1
Create a Python file
from agno.agent import Agent
from agno.knowledge.chunking.semantic import SemanticChunking
from agno.knowledge.embedder.openai import OpenAIEmbedder
from agno.knowledge.knowledge import Knowledge
from agno.knowledge.reader.pdf_reader import PDFReader
from agno.vectordb.pgvector import PgVector
db_url = "postgresql+psycopg://ai:ai@localhost:5532/ai"

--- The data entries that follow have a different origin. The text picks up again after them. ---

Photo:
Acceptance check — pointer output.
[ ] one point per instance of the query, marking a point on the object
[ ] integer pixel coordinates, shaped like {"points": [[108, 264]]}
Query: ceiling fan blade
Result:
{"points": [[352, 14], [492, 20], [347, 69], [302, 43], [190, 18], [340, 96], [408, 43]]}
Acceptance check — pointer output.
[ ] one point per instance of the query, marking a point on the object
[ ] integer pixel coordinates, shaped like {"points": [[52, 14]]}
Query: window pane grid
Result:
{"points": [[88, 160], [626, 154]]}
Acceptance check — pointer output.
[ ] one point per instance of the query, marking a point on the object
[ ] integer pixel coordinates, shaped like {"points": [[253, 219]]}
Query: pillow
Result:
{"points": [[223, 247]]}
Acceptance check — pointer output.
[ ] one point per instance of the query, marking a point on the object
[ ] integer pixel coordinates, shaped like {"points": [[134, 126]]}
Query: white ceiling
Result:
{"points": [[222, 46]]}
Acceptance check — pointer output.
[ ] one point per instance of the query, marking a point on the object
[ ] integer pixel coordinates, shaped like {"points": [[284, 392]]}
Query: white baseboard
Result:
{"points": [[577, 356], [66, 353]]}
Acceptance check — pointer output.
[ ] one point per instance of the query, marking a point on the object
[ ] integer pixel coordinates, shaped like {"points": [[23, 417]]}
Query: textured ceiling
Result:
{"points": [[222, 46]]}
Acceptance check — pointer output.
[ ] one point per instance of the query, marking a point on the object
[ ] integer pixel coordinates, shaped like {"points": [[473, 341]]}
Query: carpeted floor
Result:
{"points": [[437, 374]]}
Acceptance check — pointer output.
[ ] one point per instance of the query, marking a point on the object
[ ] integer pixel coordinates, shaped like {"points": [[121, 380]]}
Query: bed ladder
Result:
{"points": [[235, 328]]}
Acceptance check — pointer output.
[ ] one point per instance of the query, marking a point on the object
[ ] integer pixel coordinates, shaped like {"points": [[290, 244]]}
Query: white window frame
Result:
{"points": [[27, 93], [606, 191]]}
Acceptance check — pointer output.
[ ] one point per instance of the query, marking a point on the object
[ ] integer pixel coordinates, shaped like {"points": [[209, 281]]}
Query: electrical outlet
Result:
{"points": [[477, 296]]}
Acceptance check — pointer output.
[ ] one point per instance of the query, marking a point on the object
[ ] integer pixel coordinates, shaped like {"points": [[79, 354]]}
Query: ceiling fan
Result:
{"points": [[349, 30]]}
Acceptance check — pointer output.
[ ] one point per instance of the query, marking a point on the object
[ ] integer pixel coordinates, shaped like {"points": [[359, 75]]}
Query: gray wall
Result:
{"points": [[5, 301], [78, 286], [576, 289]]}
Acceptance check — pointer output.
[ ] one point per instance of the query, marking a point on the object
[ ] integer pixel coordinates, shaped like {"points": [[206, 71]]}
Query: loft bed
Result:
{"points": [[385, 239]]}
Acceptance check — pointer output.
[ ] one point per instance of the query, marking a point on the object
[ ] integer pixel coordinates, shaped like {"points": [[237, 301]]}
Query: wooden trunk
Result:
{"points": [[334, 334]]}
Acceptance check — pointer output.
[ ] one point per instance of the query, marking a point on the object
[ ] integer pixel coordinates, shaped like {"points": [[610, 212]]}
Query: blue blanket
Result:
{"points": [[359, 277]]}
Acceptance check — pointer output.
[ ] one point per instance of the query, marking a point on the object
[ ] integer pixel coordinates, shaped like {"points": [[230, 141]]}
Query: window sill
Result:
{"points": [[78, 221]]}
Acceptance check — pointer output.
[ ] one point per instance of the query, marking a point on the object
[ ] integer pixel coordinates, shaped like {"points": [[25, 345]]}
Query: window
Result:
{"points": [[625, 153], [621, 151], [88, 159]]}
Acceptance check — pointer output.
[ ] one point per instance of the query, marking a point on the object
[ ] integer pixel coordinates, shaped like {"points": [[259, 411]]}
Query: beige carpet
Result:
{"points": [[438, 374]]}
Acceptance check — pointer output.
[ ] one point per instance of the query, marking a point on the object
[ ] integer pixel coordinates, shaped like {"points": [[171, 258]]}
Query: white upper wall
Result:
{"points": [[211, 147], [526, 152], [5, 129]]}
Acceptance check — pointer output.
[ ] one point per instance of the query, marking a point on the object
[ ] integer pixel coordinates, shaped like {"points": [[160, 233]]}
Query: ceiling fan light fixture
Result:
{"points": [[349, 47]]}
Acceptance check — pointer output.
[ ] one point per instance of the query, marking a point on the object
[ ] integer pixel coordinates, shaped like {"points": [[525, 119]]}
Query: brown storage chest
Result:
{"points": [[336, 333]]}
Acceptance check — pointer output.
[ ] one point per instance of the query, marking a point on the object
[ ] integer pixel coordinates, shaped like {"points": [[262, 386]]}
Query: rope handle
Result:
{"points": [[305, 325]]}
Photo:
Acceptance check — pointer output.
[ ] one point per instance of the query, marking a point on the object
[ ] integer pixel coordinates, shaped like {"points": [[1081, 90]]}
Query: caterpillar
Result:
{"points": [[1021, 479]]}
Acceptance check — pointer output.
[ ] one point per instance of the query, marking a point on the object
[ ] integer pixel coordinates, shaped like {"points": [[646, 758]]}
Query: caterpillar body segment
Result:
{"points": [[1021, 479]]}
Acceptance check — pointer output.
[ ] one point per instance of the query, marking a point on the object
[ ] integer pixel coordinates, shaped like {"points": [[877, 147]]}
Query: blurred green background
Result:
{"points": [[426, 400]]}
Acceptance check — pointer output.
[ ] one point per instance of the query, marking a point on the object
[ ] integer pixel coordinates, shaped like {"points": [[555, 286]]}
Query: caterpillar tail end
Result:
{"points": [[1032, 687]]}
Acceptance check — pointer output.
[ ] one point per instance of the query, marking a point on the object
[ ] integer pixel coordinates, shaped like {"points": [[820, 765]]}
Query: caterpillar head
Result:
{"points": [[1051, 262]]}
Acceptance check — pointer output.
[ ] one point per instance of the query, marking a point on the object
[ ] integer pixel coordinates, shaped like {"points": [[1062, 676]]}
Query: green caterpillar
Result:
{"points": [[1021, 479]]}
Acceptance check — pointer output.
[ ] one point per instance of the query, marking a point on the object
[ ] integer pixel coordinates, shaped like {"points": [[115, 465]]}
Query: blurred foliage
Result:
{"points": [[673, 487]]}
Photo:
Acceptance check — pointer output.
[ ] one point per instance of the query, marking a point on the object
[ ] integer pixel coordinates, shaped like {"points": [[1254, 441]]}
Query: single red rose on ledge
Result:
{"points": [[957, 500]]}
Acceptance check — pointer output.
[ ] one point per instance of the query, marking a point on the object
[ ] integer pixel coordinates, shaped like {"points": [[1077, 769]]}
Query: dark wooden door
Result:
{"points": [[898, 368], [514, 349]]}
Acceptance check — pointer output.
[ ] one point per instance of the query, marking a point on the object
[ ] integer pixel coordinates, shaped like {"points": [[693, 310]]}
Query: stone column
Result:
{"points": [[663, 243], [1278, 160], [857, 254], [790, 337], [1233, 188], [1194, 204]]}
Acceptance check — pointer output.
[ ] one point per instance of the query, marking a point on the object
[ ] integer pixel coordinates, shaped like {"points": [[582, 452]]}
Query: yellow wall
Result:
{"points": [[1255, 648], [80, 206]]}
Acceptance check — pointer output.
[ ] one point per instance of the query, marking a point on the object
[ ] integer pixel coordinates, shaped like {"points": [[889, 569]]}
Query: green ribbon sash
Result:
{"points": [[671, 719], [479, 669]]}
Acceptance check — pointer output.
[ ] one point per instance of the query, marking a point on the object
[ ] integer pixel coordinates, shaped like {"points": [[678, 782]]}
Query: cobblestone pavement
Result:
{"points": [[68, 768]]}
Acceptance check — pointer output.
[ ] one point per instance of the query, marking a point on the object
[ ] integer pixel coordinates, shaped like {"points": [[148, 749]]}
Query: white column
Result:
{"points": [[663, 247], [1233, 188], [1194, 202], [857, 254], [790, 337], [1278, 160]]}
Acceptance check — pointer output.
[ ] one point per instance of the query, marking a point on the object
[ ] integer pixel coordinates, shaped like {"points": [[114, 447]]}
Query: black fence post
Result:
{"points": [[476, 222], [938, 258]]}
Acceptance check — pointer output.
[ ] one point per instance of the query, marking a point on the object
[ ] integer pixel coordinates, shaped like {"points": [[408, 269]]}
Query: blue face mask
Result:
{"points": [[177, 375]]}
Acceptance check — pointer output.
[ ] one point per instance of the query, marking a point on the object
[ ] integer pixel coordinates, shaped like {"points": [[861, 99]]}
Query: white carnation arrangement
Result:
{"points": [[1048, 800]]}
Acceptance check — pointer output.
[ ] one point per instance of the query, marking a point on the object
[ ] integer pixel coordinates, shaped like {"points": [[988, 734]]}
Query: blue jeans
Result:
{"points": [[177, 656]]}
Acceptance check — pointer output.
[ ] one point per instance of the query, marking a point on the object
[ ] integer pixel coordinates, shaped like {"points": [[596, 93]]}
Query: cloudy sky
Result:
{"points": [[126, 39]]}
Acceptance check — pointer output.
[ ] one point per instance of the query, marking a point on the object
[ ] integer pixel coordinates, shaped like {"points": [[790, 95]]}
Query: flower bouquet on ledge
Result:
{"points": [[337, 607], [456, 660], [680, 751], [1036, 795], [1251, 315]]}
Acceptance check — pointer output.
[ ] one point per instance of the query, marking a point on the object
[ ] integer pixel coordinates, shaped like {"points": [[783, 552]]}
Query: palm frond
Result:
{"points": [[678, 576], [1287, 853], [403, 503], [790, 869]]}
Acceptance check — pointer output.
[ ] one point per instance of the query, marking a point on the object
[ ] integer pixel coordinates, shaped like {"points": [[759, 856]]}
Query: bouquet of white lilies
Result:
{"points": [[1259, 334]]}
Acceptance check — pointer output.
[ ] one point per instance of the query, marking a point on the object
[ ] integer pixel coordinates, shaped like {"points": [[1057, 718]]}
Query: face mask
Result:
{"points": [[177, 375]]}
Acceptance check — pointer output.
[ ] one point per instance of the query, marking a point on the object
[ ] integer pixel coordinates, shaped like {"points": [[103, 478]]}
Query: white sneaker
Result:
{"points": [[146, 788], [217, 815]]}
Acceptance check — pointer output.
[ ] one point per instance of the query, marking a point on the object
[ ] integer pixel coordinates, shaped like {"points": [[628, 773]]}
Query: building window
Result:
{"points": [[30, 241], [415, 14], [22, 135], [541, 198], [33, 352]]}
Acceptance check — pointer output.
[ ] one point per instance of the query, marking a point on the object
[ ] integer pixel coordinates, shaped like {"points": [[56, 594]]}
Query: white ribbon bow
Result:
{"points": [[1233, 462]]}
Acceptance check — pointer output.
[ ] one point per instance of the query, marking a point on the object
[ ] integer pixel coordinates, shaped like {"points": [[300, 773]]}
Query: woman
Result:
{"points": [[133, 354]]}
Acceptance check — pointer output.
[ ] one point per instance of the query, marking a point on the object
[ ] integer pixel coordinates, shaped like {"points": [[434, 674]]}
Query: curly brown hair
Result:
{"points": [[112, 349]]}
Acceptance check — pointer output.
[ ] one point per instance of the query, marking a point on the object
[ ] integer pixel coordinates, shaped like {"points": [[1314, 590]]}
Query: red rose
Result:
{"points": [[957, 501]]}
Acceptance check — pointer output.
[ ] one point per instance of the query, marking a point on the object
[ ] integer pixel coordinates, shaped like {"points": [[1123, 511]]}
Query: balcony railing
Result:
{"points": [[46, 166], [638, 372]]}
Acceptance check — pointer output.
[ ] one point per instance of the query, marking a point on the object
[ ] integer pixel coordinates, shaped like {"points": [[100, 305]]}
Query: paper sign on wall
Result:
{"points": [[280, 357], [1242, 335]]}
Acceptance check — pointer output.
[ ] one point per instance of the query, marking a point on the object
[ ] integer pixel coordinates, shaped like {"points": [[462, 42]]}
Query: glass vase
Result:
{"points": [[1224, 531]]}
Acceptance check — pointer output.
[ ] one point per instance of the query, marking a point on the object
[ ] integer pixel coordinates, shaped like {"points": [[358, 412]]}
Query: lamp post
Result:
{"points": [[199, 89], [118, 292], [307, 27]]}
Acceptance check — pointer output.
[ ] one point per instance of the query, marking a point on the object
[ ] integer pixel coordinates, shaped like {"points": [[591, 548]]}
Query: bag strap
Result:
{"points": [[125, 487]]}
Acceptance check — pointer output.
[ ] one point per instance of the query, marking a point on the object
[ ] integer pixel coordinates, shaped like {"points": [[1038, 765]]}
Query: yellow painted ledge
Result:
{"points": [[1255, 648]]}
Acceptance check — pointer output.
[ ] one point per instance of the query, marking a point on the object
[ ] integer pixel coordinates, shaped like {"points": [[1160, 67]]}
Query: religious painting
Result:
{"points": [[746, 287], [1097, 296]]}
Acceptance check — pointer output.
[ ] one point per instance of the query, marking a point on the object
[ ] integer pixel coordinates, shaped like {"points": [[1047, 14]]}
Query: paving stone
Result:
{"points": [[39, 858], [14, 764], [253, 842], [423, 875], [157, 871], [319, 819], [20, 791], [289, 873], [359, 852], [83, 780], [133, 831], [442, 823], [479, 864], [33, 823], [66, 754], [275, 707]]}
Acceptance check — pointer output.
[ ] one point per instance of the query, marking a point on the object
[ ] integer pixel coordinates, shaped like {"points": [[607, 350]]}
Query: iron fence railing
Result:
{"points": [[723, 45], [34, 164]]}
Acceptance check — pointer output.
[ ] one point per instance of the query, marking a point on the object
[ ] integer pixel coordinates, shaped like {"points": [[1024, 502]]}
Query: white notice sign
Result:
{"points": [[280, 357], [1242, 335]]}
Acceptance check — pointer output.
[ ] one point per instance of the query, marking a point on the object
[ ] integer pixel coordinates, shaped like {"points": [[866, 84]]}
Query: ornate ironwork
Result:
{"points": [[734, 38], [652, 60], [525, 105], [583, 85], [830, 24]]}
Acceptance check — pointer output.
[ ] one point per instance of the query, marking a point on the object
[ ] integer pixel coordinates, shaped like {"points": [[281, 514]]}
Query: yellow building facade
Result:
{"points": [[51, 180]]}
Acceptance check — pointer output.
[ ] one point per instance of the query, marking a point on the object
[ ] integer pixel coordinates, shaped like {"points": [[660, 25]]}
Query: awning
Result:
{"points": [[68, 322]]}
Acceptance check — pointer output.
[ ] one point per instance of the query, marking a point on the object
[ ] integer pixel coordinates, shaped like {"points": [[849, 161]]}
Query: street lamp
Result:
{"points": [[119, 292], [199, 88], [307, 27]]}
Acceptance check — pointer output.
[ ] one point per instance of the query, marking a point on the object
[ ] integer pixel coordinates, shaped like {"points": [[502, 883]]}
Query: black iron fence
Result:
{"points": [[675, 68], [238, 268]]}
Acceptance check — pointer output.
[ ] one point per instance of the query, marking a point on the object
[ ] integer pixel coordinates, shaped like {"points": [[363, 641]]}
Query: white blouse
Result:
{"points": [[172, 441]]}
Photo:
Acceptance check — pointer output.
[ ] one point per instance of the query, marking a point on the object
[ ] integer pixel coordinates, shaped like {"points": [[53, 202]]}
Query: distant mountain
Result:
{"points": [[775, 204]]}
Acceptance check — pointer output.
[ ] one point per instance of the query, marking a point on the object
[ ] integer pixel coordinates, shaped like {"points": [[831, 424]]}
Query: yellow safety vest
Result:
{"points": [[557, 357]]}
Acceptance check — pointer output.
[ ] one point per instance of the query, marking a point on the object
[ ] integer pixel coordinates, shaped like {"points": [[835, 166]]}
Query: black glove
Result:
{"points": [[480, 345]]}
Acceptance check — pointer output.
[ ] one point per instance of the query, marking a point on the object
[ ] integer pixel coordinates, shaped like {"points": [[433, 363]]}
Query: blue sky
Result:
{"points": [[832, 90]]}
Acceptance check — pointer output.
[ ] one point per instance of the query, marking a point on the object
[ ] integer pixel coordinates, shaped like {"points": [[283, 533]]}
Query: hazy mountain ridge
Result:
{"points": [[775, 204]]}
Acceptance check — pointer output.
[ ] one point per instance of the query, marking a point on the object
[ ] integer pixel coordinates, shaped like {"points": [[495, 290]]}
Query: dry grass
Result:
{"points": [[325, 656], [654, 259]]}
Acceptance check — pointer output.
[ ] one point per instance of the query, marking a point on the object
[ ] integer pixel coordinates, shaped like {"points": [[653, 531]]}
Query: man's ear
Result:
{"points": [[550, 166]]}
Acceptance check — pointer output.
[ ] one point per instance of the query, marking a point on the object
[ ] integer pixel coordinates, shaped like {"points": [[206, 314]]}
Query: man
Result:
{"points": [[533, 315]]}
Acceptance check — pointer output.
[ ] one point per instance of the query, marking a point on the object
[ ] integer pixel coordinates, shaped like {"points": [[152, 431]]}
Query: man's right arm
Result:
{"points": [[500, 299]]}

embedder = OpenAIEmbedder(id="text-embedding-3-small")
knowledge = Knowledge(
vector_db=PgVector(
table_name="recipes_semantic_chunking", db_url=db_url, embedder=embedder
),
)
knowledge.insert(
url="https://agno-public.s3.amazonaws.com/recipes/ThaiRecipes.pdf",
reader=PDFReader(
name="Semantic Chunking Reader",
chunking_strategy=SemanticChunking(
embedder=embedder, # Use same Agno embedder for chunking
chunk_size=500,
similarity_threshold=0.5,
similarity_window=3,
min_sentences_per_chunk=1,
min_characters_per_sentence=24,
delimiters=[". ", "! ", "? ", "\n"],
include_delimiters="prev",
skip_window=0,
filter_window=5,
filter_polyorder=3,
filter_tolerance=0.2,
),
),
)
agent = Agent(
knowledge=knowledge,
search_knowledge=True,
)
agent.print_response("How to make Thai curry?", markdown=True)
from agno.agent import Agent
from agno.knowledge.chunking.semantic import SemanticChunking
from agno.knowledge.embedder.openai import OpenAIEmbedder
from agno.knowledge.knowledge import Knowledge
from agno.knowledge.reader.pdf_reader import PDFReader
from agno.vectordb.pgvector import PgVector
from chonkie.embeddings import OpenAIEmbeddings
db_url = "postgresql+psycopg://ai:ai@localhost:5532/ai"
agno_embedder = OpenAIEmbedder(id="text-embedding-3-small") # For vector database
chonkie_embedder = OpenAIEmbeddings(
model="text-embedding-3-small"
) # For semantic chunking
knowledge = Knowledge(
vector_db=PgVector(
table_name="recipes_semantic_chunking", db_url=db_url, embedder=agno_embedder
),
)
knowledge.insert(
url="https://agno-public.s3.amazonaws.com/recipes/ThaiRecipes.pdf",
reader=PDFReader(
name="Semantic Chunking Reader",
chunking_strategy=SemanticChunking(
embedder=chonkie_embedder, # Use Chonkie embedder for chunking
chunk_size=500,
similarity_threshold=0.5,
similarity_window=3,
min_sentences_per_chunk=1,
min_characters_per_sentence=24,
delimiters=[". ", "! ", "? ", "\n"],
include_delimiters="prev",
skip_window=0,
filter_window=5,
filter_polyorder=3,
filter_tolerance=0.2,
),
),
)
agent = Agent(
knowledge=knowledge,
search_knowledge=True,
)
agent.print_response("How to make Thai curry?", markdown=True)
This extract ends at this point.